DynamicQuantize#

General#

DynamicQuantize operation converts a f32 tensor to a quantized (s8 or u8) tensor. It supports both per-tensor and per-channel asymmetric linear quantization. The target quantized data type is specified via the data type of dst logical tensor. Rounding mode is library-implementation defined.
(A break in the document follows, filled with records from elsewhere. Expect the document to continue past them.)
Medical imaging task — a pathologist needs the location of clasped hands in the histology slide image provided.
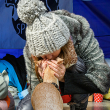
[38,60,66,82]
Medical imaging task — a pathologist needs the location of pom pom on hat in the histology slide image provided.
[17,0,70,57]
[17,0,47,24]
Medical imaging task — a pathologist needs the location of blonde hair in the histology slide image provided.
[31,38,77,82]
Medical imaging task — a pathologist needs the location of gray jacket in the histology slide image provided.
[23,10,110,93]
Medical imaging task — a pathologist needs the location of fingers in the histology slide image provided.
[47,60,66,81]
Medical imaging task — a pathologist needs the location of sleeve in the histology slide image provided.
[0,73,8,100]
[60,22,110,94]
[23,45,39,94]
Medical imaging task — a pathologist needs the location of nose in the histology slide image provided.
[46,54,52,60]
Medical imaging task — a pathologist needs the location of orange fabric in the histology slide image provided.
[4,95,10,108]
[62,95,71,103]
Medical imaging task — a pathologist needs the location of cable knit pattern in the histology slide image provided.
[54,10,110,93]
[17,0,70,57]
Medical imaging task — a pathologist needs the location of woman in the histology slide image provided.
[0,70,15,110]
[17,0,110,110]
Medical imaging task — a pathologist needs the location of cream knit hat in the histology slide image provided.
[17,0,70,57]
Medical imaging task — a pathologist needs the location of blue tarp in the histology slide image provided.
[0,0,110,58]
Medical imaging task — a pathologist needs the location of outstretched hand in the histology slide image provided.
[46,60,66,82]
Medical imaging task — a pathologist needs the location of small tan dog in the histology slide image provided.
[31,58,63,110]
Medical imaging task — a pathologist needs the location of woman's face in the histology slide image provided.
[41,49,61,60]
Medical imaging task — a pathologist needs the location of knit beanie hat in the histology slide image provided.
[17,0,70,57]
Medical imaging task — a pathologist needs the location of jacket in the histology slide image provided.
[23,10,110,94]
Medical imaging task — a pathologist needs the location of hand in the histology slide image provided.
[38,60,47,79]
[47,60,66,82]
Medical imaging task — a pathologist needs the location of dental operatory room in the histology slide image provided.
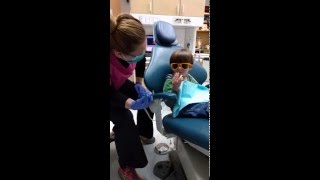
[107,0,210,180]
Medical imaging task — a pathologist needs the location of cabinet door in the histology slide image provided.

For per-tensor quantization

\[dst = round(src/scales + zps)\]

For per-channel quantization, taking channel axis = 1 as an example:

\[{dst}_{\cdots,i,\cdots,\cdots} = round(src_{\cdots,i,\cdots,\cdots}/scales_i + zps_i),i\in [0,channelNum-1]\]

Operation attributes#

Attribute Name

Description

Value Type

Supported Values

Required or Optional

qtype

Specifies which de-quantization type is used.

string

per_tensor (default), per_channel

Optional

axis

Specifies dimension on which per-channel de-quantization is applied.

s64

A s64 value in the range of [-r, r-1] where r = rank(src), 1 by default. Negative value means counting the dimension backwards from the end.

Optional

Execution arguments#

The inputs and outputs must be provided according to below index order when constructing an operation.

Inputs#

Index

Argument Name

Required or Optional

0

src

Required

1

scales

Required

2

zps

Optional

Note

scales is a f32 1D tensor to be applied to the quantization formula. For qtype = per-tensor, there should be only one element in the scales tensor. For qtype = per-channel, the element number should be equal to the element number of src tensor along the dimension axis.

Note

zps is a 1D tensor with offset values that map to zero. For qtype = per-tensor, there should be only one element in the zps tensor. For qtype = per-channel, the element number should be equal to the element number of input tensor along the dimension axis. If omitted, zps values are assumed to be zero.

Outputs#

Index

Argument Name

Required or Optional

0

dst

Required

Supported data types#

DynamicQuantize operation supports the following data type combinations.

Src

Scales

Zps

Dst

f32

f32

s8, u8, s32

s8

f32

f32

s8, u8, s32

u8